A former minister (of the environment and tourism) is also sought by Kigali: Gaspard Ruhumuliza. According to Canadian media, he is one of the masterminds of the genocide which, after the death of President Juvénal Habyarimana, proceeded to eliminate political opponents. His whereabouts are also unknown.

Évariste Bicamumpaka, for his part, would currently be residing in the Vancouver area (British- Colombia, Pacific coast). This former sub-prefect of Butare is suspected of having directed bloodthirsty Interahamwe militias, giving them weapons.

Another senior civil servant from Butare would also be hiding in Canada: Pierre Célestin Halindintwali. Also suspected of having directed Interahamwe militias, he was at the time of the genocide (April-July 1994) director of public works of this prefecture, would have used mechanical shovels to dig mass graves. Kigali suspects him, moreover, of having massacred an entire family. After having lived a long time in Quebec, he would be living in the Ottawa area, the federal capital.

Lastly, there is Leon Mugesera, a particular case.

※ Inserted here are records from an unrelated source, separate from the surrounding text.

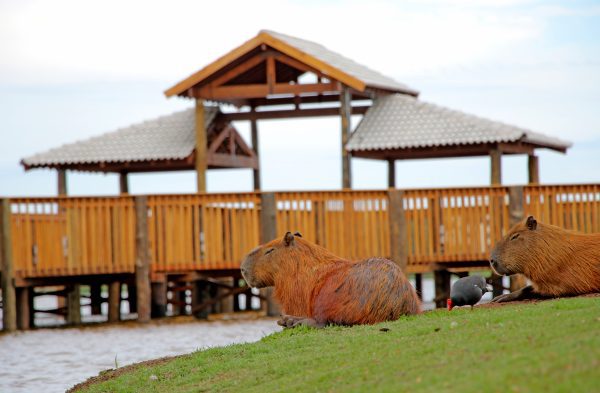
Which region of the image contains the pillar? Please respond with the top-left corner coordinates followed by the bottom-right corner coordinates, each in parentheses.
top-left (388, 158), bottom-right (396, 188)
top-left (108, 281), bottom-right (121, 322)
top-left (527, 154), bottom-right (540, 184)
top-left (388, 189), bottom-right (408, 274)
top-left (0, 198), bottom-right (17, 332)
top-left (119, 172), bottom-right (129, 194)
top-left (340, 85), bottom-right (352, 189)
top-left (260, 192), bottom-right (280, 316)
top-left (508, 187), bottom-right (527, 292)
top-left (490, 148), bottom-right (502, 186)
top-left (196, 100), bottom-right (207, 192)
top-left (250, 108), bottom-right (260, 191)
top-left (135, 195), bottom-right (151, 322)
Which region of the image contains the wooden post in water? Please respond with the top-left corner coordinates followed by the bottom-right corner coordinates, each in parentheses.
top-left (508, 186), bottom-right (527, 292)
top-left (135, 195), bottom-right (151, 322)
top-left (250, 107), bottom-right (260, 191)
top-left (260, 192), bottom-right (280, 316)
top-left (0, 198), bottom-right (17, 332)
top-left (388, 189), bottom-right (408, 274)
top-left (433, 270), bottom-right (450, 308)
top-left (340, 85), bottom-right (352, 189)
top-left (16, 287), bottom-right (33, 330)
top-left (196, 100), bottom-right (207, 192)
top-left (388, 158), bottom-right (396, 188)
top-left (108, 281), bottom-right (121, 322)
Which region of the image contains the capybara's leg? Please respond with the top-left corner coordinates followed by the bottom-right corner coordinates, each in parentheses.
top-left (492, 285), bottom-right (546, 303)
top-left (277, 315), bottom-right (325, 329)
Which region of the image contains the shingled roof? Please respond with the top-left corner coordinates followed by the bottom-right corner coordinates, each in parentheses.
top-left (21, 106), bottom-right (258, 171)
top-left (346, 94), bottom-right (571, 158)
top-left (165, 30), bottom-right (419, 98)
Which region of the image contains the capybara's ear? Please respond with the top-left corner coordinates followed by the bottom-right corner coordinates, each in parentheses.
top-left (283, 232), bottom-right (294, 247)
top-left (525, 216), bottom-right (537, 231)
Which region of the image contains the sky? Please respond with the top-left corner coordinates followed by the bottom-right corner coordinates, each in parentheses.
top-left (0, 0), bottom-right (600, 196)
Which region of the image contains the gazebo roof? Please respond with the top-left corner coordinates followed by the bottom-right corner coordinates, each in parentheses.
top-left (165, 30), bottom-right (419, 102)
top-left (21, 106), bottom-right (257, 172)
top-left (346, 94), bottom-right (571, 159)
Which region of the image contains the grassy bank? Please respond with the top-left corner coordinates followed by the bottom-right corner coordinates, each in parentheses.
top-left (71, 297), bottom-right (600, 393)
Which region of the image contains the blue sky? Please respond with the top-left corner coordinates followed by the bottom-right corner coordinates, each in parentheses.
top-left (0, 0), bottom-right (600, 195)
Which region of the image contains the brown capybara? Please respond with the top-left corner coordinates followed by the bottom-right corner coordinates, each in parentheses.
top-left (490, 216), bottom-right (600, 302)
top-left (241, 232), bottom-right (420, 327)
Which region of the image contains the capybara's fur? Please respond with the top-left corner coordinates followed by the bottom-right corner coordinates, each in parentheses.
top-left (241, 232), bottom-right (420, 325)
top-left (490, 216), bottom-right (600, 297)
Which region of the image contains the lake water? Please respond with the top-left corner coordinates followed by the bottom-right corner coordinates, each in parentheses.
top-left (0, 278), bottom-right (496, 393)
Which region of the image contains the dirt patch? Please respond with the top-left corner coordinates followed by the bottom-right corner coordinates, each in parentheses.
top-left (66, 355), bottom-right (184, 393)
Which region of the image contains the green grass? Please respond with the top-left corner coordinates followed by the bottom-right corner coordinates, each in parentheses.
top-left (75, 297), bottom-right (600, 393)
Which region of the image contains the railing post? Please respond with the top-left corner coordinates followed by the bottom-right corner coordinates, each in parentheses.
top-left (135, 195), bottom-right (151, 322)
top-left (508, 186), bottom-right (527, 292)
top-left (260, 192), bottom-right (280, 316)
top-left (0, 198), bottom-right (17, 332)
top-left (388, 190), bottom-right (408, 274)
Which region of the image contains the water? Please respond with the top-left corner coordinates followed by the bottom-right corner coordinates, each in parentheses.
top-left (0, 318), bottom-right (281, 393)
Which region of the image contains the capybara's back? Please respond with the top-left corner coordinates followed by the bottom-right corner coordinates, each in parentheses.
top-left (313, 258), bottom-right (421, 325)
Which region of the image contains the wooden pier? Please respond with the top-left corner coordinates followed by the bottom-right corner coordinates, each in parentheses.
top-left (0, 184), bottom-right (600, 331)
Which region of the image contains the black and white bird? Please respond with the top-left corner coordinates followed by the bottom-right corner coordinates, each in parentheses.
top-left (448, 276), bottom-right (492, 310)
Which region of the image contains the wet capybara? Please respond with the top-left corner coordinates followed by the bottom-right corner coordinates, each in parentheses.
top-left (241, 232), bottom-right (420, 327)
top-left (490, 216), bottom-right (600, 302)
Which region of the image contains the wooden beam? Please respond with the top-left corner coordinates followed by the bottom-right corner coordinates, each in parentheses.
top-left (490, 148), bottom-right (502, 186)
top-left (57, 169), bottom-right (67, 196)
top-left (388, 190), bottom-right (408, 274)
top-left (119, 172), bottom-right (129, 194)
top-left (0, 198), bottom-right (17, 332)
top-left (527, 154), bottom-right (540, 184)
top-left (195, 100), bottom-right (207, 193)
top-left (339, 86), bottom-right (352, 189)
top-left (388, 158), bottom-right (396, 188)
top-left (135, 196), bottom-right (151, 323)
top-left (250, 112), bottom-right (260, 191)
top-left (221, 106), bottom-right (369, 121)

In November 1992, this former professor of the National University of Rwanda, made a public speech inviting "to exterminate the Tutsi cockroaches ". In 2005, the Supreme Court of Canada judged that there had been obvious incitement of hatred, genocide and crimes against humanity; consequently, expulsion was necessary. But Ottawa could not complete this procedure, the death penalty being in place in Rwanda.

But if today the death penalty has been abolished in Rwanda, enough dangers would threaten Mr. Mugesera's life, so Canada can not risk extraditing him.

This enrages a part of the Rwandan exiles in Quebec. "He still seeks to pass for a good guy, well integrated, implicated in his religious community!", stated recently in the La Presse Joachim Mutezintare, a pastry chef in Quebec. This Tutsi told of his surprise when, in June 2007, as he attended a mass, he noticed the choir leader: Leon Mugesera.

"There are hundreds of suspects in Canada, not only five", stated to the AFP in August 2007, Jean Bosco Mutangana, spokesperson for the prosecutor general of Rwanda. This is confirmed by many sources in Canada.

To flush out these alleged génocidaires, the Royal Canadian Mounted Police (federal police) has a special "Rwanda" division composed of three full-time investigators.